The Future of Trade in East Africa – Kenya and Uganda agree on a new PoE

To boost commerce, Kenya and Uganda have agreed to create a third port of entry and exit (PoE) along their shared border.
The two nations already have two main entrance and departure ports along the Northern route in the bustling cities of Busia and Malaba.
However, on Thursday, Kenyan and Ugandan delegates approved the creation of a third PoE in the Muluanda region of Samia Sub-County, Busia.
The Kenyan team was headed by Border Management Secretariat Secretary Kennedy Nyaiyo, while the Ugandan mission was led by Major Martha Asiimwe. The county government was represented by Busia deputy governor Moses Mulomi.
Former President Mwai Kibaki visited the location in 2009 with Western Kenya officials, prompting the decision to build a third PoE in Busia County.
Mr Kibaki stated at the time that opening Muluanda as a border crossing would help relieve congestion at the Busia and Malaba crossings. He had also agreed to pave the five-kilometer stretch of road between Nangina and Muluanda, but this has yet to be done.

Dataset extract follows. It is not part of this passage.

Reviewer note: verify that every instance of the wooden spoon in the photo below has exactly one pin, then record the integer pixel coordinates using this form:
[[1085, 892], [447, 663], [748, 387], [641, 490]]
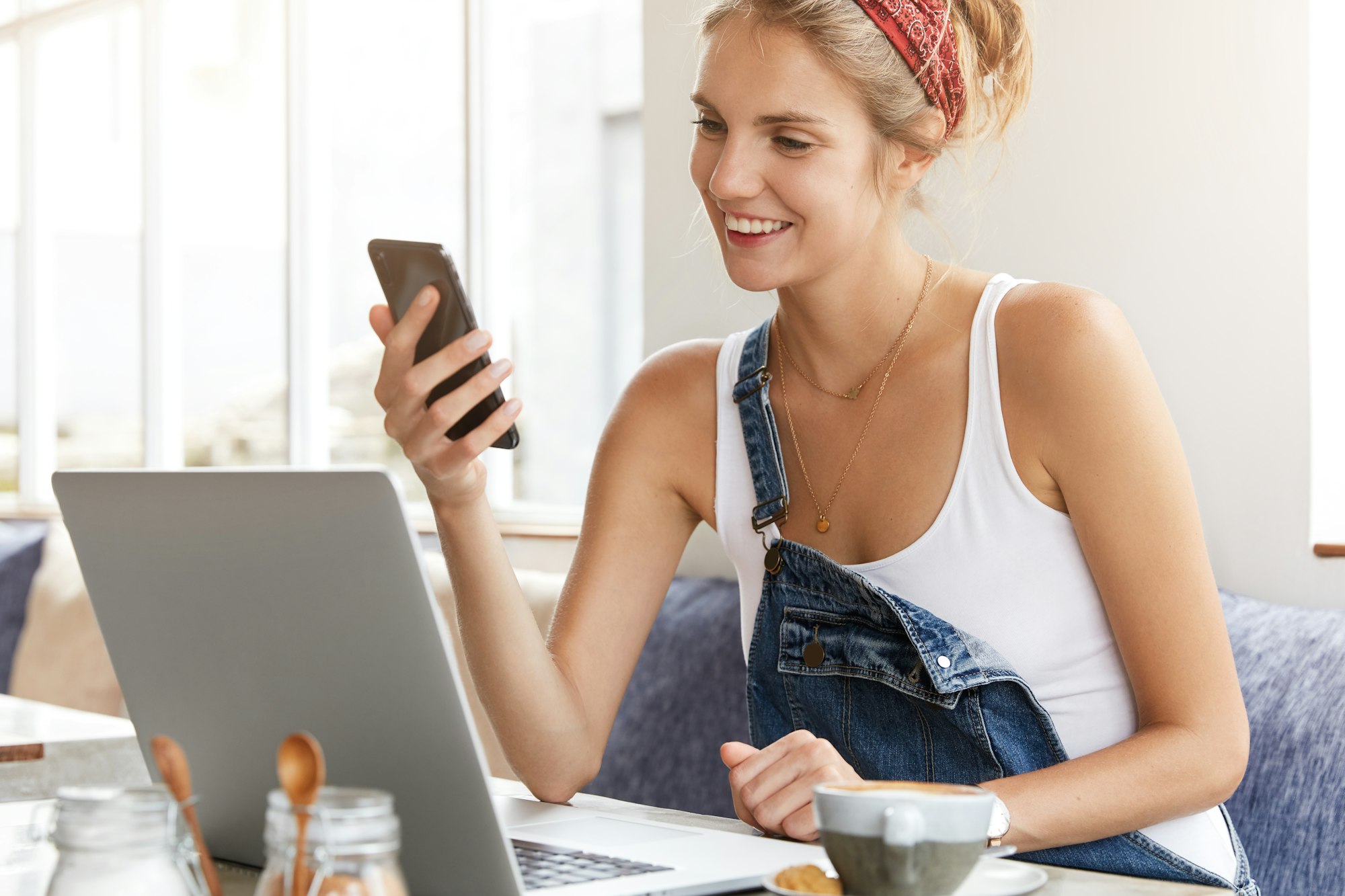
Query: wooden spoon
[[302, 774], [176, 772]]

Mr Nyaiyo said on Thursday that Kenya owns more than 200 acres of land along its border with Uganda, giving it access to additional crossing stations.
“Establishment of the Muluanda PoE needs up to 50 acres of land. This creates room for additional spots to open,” he said.
He said that the PoE would assist Kenya in lowering transportation costs and increasing income as it serves other landlocked countries in the area that are competing for business.